La Coalition des associations pour la défense du droit au logement (CADDL), était face à la presse le vendredi 23 novembre 2018. Ce rendez-vous était le lieu pour Pama Nébié, secrétaire général de ladite structure et ses camarades de taper du poing sur la table et surtout tirer à boulet rouge sur le gouvernement, quant à la gestion de l'apurement du passif du foncier au Burkina Faso.

La CADDL, par la voix de son porte-parole estime que le gouvernement, par l'entremise du ministère de l'Urbanisme et de l'Habitat, est dans une dynamique allant à l'encontre du combat qu'elle mène. Selon Pama Nébié, «le rôle du ministère consiste à empêcher les victimes de participer de façon convenable à la manifestation de la vérité sur la gestion mafieuse et opaque des opérations de lotissement passées.»

C’est cette attitude qualifiée de «forfaiture», que la coalition des associations pour la défense du droit au logement, a bien voulu dénoncer. Pour les membres de la coalition, s’en est de trop de la part du gouvernement, dans la mesure où les multiples actions entreprises en vue d’interpeller les uns et les autres à ce que la lumière soit faite sur l’état des lieux sur le passif du foncier, sont restées sans suite. Cet état de fait constaté par la CADDL, l’emmène à conclure que «le gouvernement s’entête à entretenir le flou et la diversion autour de l’apurement du foncier». Elle en veut pour preuve le fait que «par un décret en date du 25 octobre 2018, le conseil des ministres a procéder à la levée de la mesure de suspension des opérations de lotissement dans toutes les communes du Burkina Faso à l’exception de Ouagadougou et Bobo Dioulasso», a indiqué M. Nébié.
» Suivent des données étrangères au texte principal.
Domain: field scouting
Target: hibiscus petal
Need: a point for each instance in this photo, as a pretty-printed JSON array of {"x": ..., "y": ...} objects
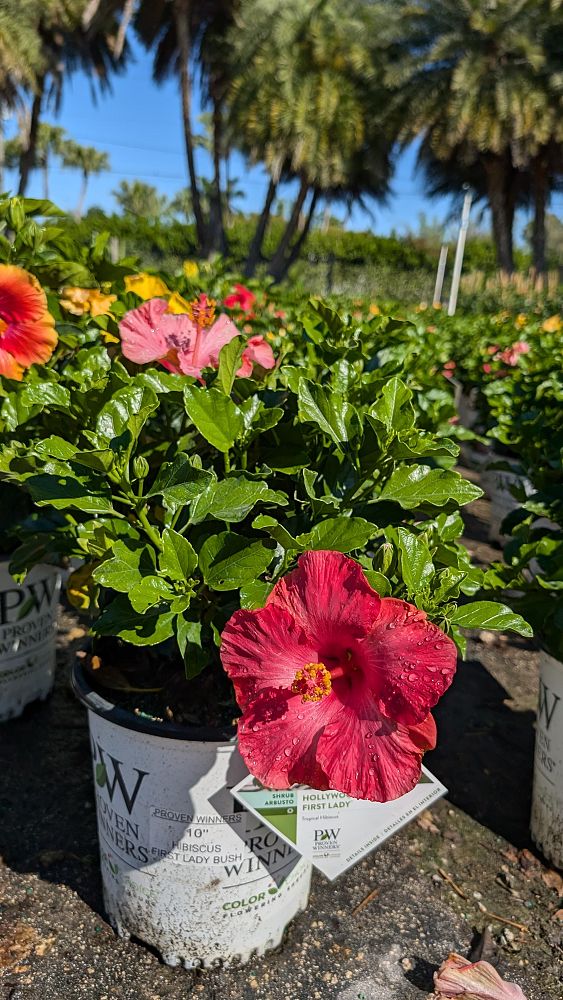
[
  {"x": 30, "y": 343},
  {"x": 141, "y": 339},
  {"x": 457, "y": 977},
  {"x": 245, "y": 370},
  {"x": 373, "y": 759},
  {"x": 22, "y": 300},
  {"x": 329, "y": 596},
  {"x": 263, "y": 649},
  {"x": 9, "y": 367},
  {"x": 408, "y": 660},
  {"x": 258, "y": 350},
  {"x": 149, "y": 333},
  {"x": 278, "y": 736},
  {"x": 212, "y": 340}
]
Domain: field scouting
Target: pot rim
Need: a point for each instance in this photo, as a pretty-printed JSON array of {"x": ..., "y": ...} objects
[{"x": 123, "y": 717}]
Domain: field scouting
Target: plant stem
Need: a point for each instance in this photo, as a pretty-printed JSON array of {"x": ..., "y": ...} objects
[{"x": 151, "y": 532}]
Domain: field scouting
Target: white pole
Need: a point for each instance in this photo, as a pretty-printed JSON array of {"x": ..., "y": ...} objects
[
  {"x": 440, "y": 275},
  {"x": 459, "y": 252}
]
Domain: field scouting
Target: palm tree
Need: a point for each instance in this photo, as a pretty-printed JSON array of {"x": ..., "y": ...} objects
[
  {"x": 65, "y": 45},
  {"x": 51, "y": 140},
  {"x": 476, "y": 74},
  {"x": 141, "y": 200},
  {"x": 88, "y": 160},
  {"x": 302, "y": 102},
  {"x": 182, "y": 32}
]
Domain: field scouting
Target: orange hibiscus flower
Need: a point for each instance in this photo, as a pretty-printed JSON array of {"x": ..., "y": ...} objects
[{"x": 27, "y": 329}]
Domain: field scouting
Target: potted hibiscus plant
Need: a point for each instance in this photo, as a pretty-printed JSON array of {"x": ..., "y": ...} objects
[
  {"x": 44, "y": 359},
  {"x": 276, "y": 540}
]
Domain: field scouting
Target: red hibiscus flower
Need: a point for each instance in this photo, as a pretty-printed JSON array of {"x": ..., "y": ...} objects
[
  {"x": 335, "y": 682},
  {"x": 242, "y": 299},
  {"x": 27, "y": 329}
]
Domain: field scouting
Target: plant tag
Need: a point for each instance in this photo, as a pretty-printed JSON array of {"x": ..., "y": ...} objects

Se prononçant sur cette décision, la CADDL soutient que le gouvernement fait preuve d’une volonté à «mettre la charrue avant les bœufs». Attitude qu’elle confie refuser de façon catégorique, d’où le questionnement qu’elle se pose «quelle valeur accordée aux recommandations de la commission d’enquête parlementaire de 2016 ?». Cependant, à en croire le secrétaire général de cette coalition, le gouvernement est en phase de mettre tout en œuvre afin de «limiter notre marge de manœuvre et tailler notre rôle de veille à sa mesure. Il s’agit ni plus ni moins que d’un cadre initié pour faire taire la société civile active, légitimer des décisions impopulaires et légaliser le pillage du foncier urbain.»

Par ailleurs, déterminées dans leurs démarches pour une prise en compte de leurs revendications, les associations affiliées à la CADDL entendent continuer le combat qu’elles mènent depuis lors. A cet effet, leurs intentions sont clairement affichées. «La CADDL se démarque de cette cabale politique digne d’une époque révolue et appelle les organisations de la société civile à un sursaut citoyen et à une unité pour des luttes puissantes et fructueuses en faveur des masses», a laissé entendre Pama Nébié.
Toutefois, c’était aussi l’occasion pour la coalition des associations pour la défense du droit au logement de dénoncer la «procrastination et le manque de volonté politique du pouvoir MPP», sur la question relative à l’apurement du passif foncier de façon transparente. Tout en exigeant des cadres consensuels pour des audits «sérieux», associant les organisations de lutte pour la transparence dans les opérations de lotissement, l’appel a été lancé aux populations «victimes du pillage foncier», à renforcer l’unité autour de la coalition.